# Back Attack...



## MilburnCreek (Feb 16, 2013)

So, here is the picture I took on Feb 3 (12 days ago) when I asked you guys for advice:







I've been working on tightening up my midsection, and have hit my back three times since then (with two major squat/deadlift days in between).  Here's today's photos... (Feb 15).  Unfortunately a different pose, but I think a better one.   LOTS of room for improvement, but I like what I see already....

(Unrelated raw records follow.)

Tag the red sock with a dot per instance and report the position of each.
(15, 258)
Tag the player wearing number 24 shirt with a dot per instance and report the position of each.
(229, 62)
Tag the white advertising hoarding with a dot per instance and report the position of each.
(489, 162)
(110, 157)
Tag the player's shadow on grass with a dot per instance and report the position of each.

Criticism always welcome.....


----------



## AnaSCI (Feb 16, 2013)

Coming along quite well. Keep up the great work


----------



## Thunder46 (Feb 16, 2013)

Can definitely see the change in the size of your waist which gives you more of the V-shape


----------



## Ironbuilt (Feb 17, 2013)

You're on a good routine.keep loading plates and the back will grow. Thanks for update..


----------



## thebrick (Feb 17, 2013)

Looking good MilburnCreek. Very nice progress.


----------



## turbobusa (Feb 18, 2013)

Great progress. The major back muscles are quite responsive to overload.
One of the few times I do some negative work on occasion. 
Keep stretching with static hangs too . You be suprised how much that helps 
when bringing your back up. keep going. Nice changes. T


----------



## ProFIT (Feb 18, 2013)

Making progress MC. Keep making those great meals and keep hitting those weight man!!


----------